THE NEXT FIFTEEN YEARS
THE NEXT FIFTEEN YEARS
I have been amazed of late at how many people have asked me, “What are your plans for the next fifteen years?” Perhaps they see the new building completed, the campuses in place and the Student and Children’s Ministries booming and wonder, “What is the next big thing for Christ Church?” Or perhaps they do the math and see that I have about fifteen years before mandatory retirement and are curious about what is in my head concerning it. So I have been thinking much about my plans for the next fifteen years.
Here are my plans:
1. Keep connecting people to Jesus
I plan to keep Christ Church focused upon our mission. “Keeping the main thing the main thing” and avoiding institutional distraction is my most important job as a senior pastor.
2. Stay relentless in my life’s work
I plan to keep working hard every single day. The age-old formula: “Success = Excellence over Time” is absolutely true. I discovered long ago that the only two things I can control are effort and attitude. I plan to be unrelenting concerning both!
3. Improve my preaching
I LOVE to preach and teach (though I am increasingly unsure of the difference). I don’t want to be a pulpit preacher in the next fifteen years who coasts off of what he has accomplished in the previous twenty-five. I want to get better, push the boundaries, trust the Holy Spirit for new insights and serve up every message I present homemade, tasty, hot and fresh!
4. Keep Christ Church healthy, growing, functional and vital
I love Christ Church. In many ways, this congregation has been my life’s work. I plan to effectively lead us so the church will continue to thrive in her mission and effectiveness long beyond when I have retired and people have forgotten my name.
5. Become a mentor to young pastors
Shifting from a player to a player-coach has been significantly easier than I anticipated.
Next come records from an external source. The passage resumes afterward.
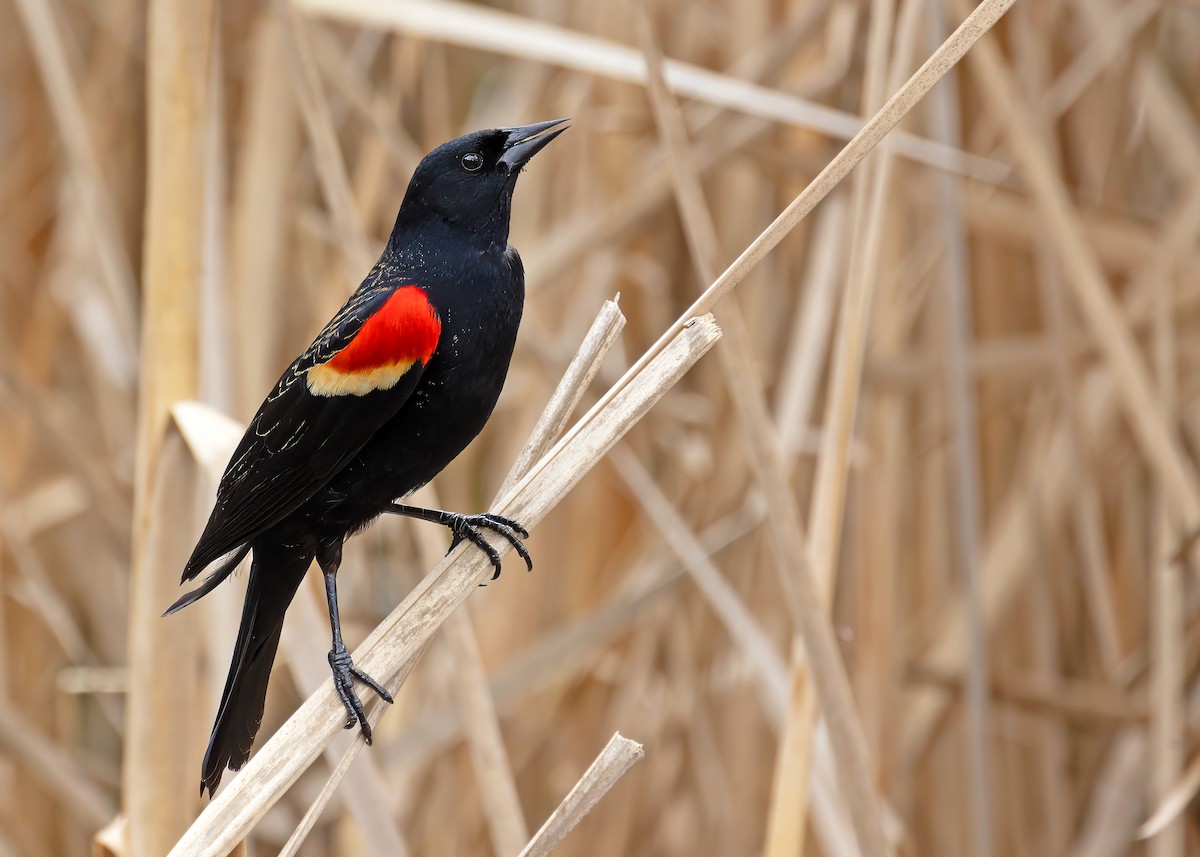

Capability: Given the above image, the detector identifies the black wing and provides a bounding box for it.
[184,271,424,581]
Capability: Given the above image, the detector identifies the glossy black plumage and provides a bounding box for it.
[168,120,562,793]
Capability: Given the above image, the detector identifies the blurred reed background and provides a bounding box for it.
[0,0,1200,857]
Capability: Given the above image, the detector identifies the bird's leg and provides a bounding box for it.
[317,539,392,744]
[386,503,533,580]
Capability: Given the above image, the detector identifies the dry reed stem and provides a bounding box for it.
[506,0,1015,544]
[290,0,1009,184]
[172,318,720,856]
[272,0,374,277]
[1138,756,1200,839]
[122,0,215,855]
[928,2,994,857]
[16,0,138,358]
[441,301,625,855]
[626,5,887,855]
[521,732,644,857]
[954,1,1200,531]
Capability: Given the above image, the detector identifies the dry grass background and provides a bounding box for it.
[0,0,1200,857]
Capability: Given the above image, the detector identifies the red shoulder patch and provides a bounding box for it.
[308,286,442,396]
[329,286,442,372]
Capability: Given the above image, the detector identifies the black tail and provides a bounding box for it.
[200,538,313,797]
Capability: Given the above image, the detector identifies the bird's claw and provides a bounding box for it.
[448,513,533,586]
[329,647,392,744]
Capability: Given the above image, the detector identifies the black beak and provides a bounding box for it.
[500,119,569,173]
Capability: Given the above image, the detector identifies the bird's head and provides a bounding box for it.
[397,119,566,245]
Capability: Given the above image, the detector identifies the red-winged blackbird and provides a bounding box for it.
[167,119,566,796]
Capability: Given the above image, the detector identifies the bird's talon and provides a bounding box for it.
[329,648,392,744]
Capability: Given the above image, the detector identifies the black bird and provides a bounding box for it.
[167,119,566,796]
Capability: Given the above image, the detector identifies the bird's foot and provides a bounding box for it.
[329,646,392,744]
[446,513,533,580]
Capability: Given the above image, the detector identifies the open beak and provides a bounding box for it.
[500,119,568,173]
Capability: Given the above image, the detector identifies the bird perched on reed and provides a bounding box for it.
[167,119,566,796]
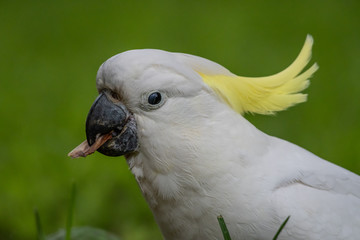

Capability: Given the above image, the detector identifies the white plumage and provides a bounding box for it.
[79,37,360,240]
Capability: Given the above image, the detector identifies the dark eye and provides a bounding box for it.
[148,92,161,105]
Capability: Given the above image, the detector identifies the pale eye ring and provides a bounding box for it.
[140,90,168,111]
[148,92,162,105]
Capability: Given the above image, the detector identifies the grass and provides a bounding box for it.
[34,182,290,240]
[34,182,119,240]
[218,215,290,240]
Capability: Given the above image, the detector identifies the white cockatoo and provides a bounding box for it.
[69,36,360,240]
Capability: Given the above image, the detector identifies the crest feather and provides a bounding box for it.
[198,35,318,114]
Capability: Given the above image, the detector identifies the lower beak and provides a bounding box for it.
[86,92,138,156]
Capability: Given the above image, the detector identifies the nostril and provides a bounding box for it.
[111,128,122,137]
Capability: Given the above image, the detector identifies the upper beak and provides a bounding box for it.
[86,92,138,156]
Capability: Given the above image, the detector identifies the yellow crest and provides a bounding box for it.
[198,35,318,114]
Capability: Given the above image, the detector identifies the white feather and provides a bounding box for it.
[97,44,360,240]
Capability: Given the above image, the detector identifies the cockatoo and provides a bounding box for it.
[69,36,360,240]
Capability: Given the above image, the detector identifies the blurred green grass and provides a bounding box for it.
[0,0,360,240]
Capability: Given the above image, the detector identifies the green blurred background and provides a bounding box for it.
[0,0,360,240]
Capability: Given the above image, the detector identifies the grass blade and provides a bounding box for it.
[273,216,290,240]
[65,182,76,240]
[218,215,231,240]
[34,208,45,240]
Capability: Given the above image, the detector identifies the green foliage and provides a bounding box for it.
[218,215,231,240]
[273,216,290,240]
[46,227,119,240]
[217,215,290,240]
[0,0,360,240]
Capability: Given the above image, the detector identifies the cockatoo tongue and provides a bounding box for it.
[68,131,112,158]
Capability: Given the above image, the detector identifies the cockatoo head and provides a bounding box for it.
[70,36,317,159]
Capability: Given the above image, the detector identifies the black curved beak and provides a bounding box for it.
[86,92,138,156]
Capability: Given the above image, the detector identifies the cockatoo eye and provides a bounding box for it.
[140,90,167,111]
[148,92,162,105]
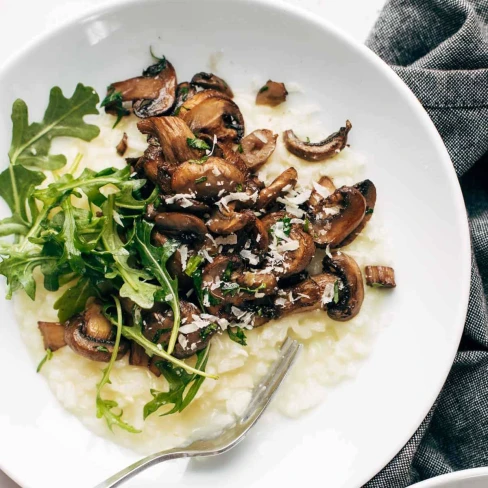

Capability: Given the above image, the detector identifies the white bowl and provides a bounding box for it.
[0,0,470,488]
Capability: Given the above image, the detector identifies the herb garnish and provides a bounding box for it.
[100,85,130,129]
[144,346,210,419]
[186,137,210,151]
[227,326,247,346]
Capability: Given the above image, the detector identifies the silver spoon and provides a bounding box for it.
[95,338,301,488]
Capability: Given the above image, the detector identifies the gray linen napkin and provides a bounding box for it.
[365,0,488,488]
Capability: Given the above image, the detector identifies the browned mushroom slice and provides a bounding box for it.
[311,186,366,247]
[154,212,207,242]
[37,321,66,352]
[241,129,278,171]
[274,279,322,317]
[134,144,171,194]
[214,141,249,176]
[283,120,352,161]
[307,176,336,211]
[137,117,205,165]
[207,206,256,235]
[171,157,248,198]
[340,180,376,247]
[115,132,128,156]
[64,302,129,362]
[256,168,298,209]
[256,80,288,107]
[178,90,230,113]
[191,71,234,98]
[105,61,176,118]
[202,256,277,305]
[179,94,244,143]
[173,81,197,115]
[364,266,396,288]
[323,252,364,321]
[261,212,315,278]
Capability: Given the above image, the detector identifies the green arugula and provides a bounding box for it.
[96,296,141,434]
[134,220,181,354]
[144,347,210,419]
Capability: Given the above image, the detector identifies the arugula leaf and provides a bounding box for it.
[135,220,181,354]
[0,165,46,224]
[36,348,53,373]
[96,297,141,434]
[102,194,159,308]
[186,137,210,151]
[0,249,57,300]
[144,347,210,419]
[54,276,98,322]
[227,326,247,346]
[8,83,100,170]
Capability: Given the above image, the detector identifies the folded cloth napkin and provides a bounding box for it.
[365,0,488,488]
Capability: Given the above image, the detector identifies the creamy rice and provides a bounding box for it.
[14,90,389,453]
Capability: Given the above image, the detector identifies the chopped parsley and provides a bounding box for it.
[186,137,210,151]
[200,324,218,340]
[227,327,247,346]
[185,254,203,276]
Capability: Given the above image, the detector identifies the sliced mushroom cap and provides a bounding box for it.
[134,144,171,194]
[179,94,244,143]
[214,141,249,176]
[144,300,217,359]
[191,71,234,98]
[256,168,298,209]
[307,176,336,211]
[178,90,230,112]
[154,212,207,243]
[173,81,197,115]
[37,321,66,352]
[261,212,315,278]
[207,208,256,235]
[311,186,366,247]
[107,61,176,118]
[137,117,205,165]
[323,252,364,321]
[340,180,376,247]
[283,120,352,161]
[274,279,321,317]
[64,302,129,363]
[171,157,248,198]
[256,80,288,107]
[241,129,278,171]
[202,256,277,305]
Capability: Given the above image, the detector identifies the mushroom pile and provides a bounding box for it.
[40,54,394,374]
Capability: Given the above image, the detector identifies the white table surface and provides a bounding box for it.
[0,0,385,488]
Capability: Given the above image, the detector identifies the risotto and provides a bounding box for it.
[14,87,389,453]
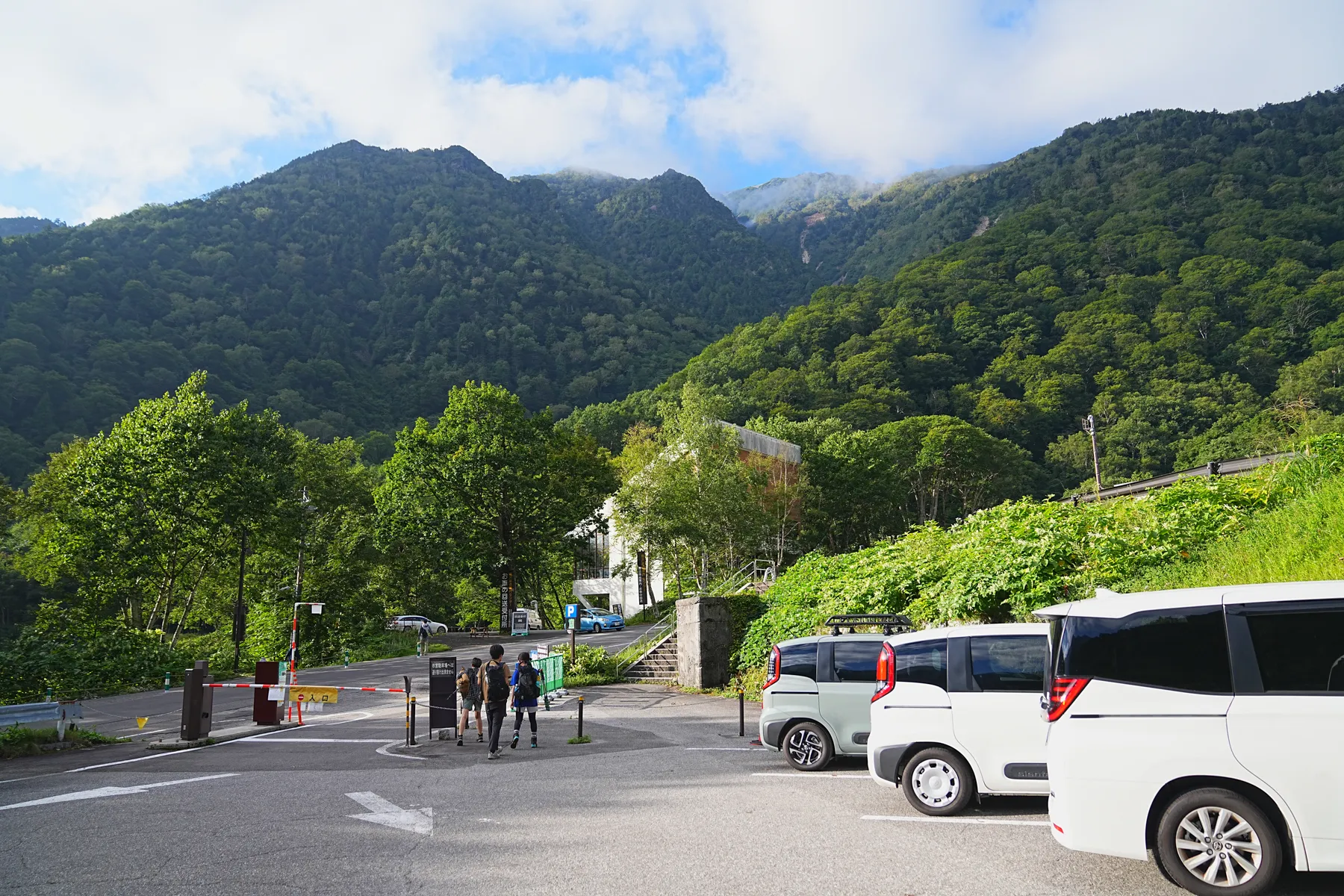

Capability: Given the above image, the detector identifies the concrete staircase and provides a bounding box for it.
[625,630,676,684]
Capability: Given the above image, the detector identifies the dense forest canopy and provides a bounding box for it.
[0,143,810,482]
[573,90,1344,489]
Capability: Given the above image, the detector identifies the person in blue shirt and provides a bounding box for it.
[509,650,541,750]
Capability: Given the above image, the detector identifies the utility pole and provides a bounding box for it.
[1083,414,1101,498]
[234,529,247,673]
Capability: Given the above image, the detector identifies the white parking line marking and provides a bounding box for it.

Pouring into promising young Christian leaders and watching them impact the world for Jesus is something I hope to continue well beyond my formal ministry years. Mentoring and coaching will be my professional legacy.
6. Be a good Christian
The past handful of years have brought unexpected challenges into my life that have necessitated personal growth in Christ. Had I written the script for my life, I would have edited out all the pain. But that pain has produced a more reflective, compassionate, humane and empathetic man as Christ has walked with me through it. I plan to know Jesus even better in the next fifteen years!
7. Give Melissa her best years
People outside of pastoral ministry can little imagine the stresses, sacrifices and challenges that are common to those who have obeyed God’s call. Melissa has been as much a part of the history here as I have been and I am grateful. Leading a congregation through change is hard and at times, Melissa has been placed on the back burner. I have some making up to do. I plan to be a better husband to her in the next fifteen than I have been in the previous thirty-three.
8. Be a great father and grandfather
I used to try to juggle my busy schedule. I stopped that a few years back. Now I attempt to be 100% present wherever I am. If I am at work, I am 100% engaged at work. If I am at home, I am 100% engaged there. I have four young grandchildren. I plan to be a major shaping force in their lives. 100%.
9. Enjoy every day of my life
Happiness is not something others give you, it is something you must choose for yourself. I choose to be happy these days in ways I didn’t know how when I was younger. I plan to enjoy sunsets, climb mountain trails, take pilgrimages to Israel, read great books, spend time with my family and schedule in plenty of adventures along the way!
10. Finish well
This is actually my number one plan. How tragic it would be to run the race well only to stumble at the finish line! I plan to make the next fifteen years the most successful years of my personal, professional and spiritual life!
The first four of these items would have been on my Top Ten list had I made it in 2001 but the next six represent a “transformation” of sorts. Now settled into my fifties, I am as passionate about my call as I have ever been. I have lost no drive from the early years, I am a whole lot smarter and have lost surprisingly little energy. But I am frankly more concerned about relationship, gratitude, life and legacy than I used to be. How do you truly thank a wife who has stuck with you through thick and thin? How do you make quality time for the people you love most and best? How do you ensure that you will forever be the “Great and Mighty Papa” to your grandchildren? How do you truly leave a leadership legacy beyond the point the Methodists tell you that you are too old to be a full-time pastor? How do you truly live each day to the fullest?
As I get older (and hopefully wiser), I am reminded that our legacies will not be defined by what we have accomplished (or even failed to accomplish), but by the investment we have made in the Kingdom of God and in the lives of others.
-Rev. Shane L. Bishop, A Distinguished Evangelist of the United Methodist Church, has been the Sr. Pastor of Christ Church in Fairview Heights, IL since 1997.